Unpacking Joe Biden's decision to tap John Kerry as his climate envoy
President-elect Joe Biden is naming former Secretary of State John Kerry as a special presidential envoy for climate change.
Why it matters: The transition team's announcement sought to show that it will be an influential role, noting that Kerry — a former Massachusetts senator and the Democrats' 2004 presidential nominee — will be on the National Security Council.
- "This marks the first time that the NSC will include an official dedicated to climate change, reflecting the president-elect’s commitment to addressing climate change as an urgent national security issue," the transition team said in a statement.
What to watch: The transition team said that in addition to Kerry's position, it will name a "high-level White House Climate Policy Coordinator" next month.
Between the lines: The moves underscore Biden's goal marshal a wide-ranging federal approach that involves many agencies, which increases the importance of having some kind of coordinating officials.
Yes, but: It's not the first time that a president has had a climate adviser.

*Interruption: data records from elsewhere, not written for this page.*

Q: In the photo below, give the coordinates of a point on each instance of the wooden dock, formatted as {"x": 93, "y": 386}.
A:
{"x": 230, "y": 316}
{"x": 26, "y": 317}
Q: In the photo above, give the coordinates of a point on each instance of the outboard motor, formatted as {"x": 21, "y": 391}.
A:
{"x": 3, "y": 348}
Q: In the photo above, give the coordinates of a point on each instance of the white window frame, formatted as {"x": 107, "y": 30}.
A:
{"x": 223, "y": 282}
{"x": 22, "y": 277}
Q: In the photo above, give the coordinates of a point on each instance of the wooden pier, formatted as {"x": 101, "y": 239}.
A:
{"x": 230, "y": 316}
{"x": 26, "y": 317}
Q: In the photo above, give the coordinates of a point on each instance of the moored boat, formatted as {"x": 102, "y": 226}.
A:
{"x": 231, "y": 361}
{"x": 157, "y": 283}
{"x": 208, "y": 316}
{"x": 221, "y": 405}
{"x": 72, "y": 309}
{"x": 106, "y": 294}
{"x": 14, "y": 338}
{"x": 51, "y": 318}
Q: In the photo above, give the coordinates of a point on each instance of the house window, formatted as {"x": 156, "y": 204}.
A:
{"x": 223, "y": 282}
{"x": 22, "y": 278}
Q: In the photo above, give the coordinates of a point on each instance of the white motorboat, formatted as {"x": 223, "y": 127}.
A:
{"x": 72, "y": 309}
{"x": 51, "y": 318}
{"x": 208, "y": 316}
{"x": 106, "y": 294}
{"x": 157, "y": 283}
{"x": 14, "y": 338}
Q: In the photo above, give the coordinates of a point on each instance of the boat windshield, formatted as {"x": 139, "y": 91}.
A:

- Former EPA boss Carol Browner was President Obama's first climate "czar."
- During his second term, the longtime Democratic insider John Podesta worked heavily on climate as a top White House aide.
The big picture: Kerry has been involved with climate efforts for decades. He led the failed effort to steer a sweeping climate bill through the Senate in 2009-2010, and was later secretary of state during the negotiations that led to the Paris climate agreement in late 2015.
- As secretary, Kerry also made climate a conversation point for all his bilateral meetings worldwide, since the problem transcends national borders. He also traveled above the Arctic Circle and to his seventh continent, Antarctica, to see the effects of global warming firsthand.
- He's remained active on the topic too even outside of government, helping last year to launch the bipartisan "World War Zero" coalition designed to marshal public support for stronger policies.
- He and Biden served in the Senate together for over two decades, with Kerry assuming the chairmanship of the Senate Foreign Relations Committee when Biden became vice president. Biden also swore Kerry in as secretary of state, a sign of their political and personal closeness.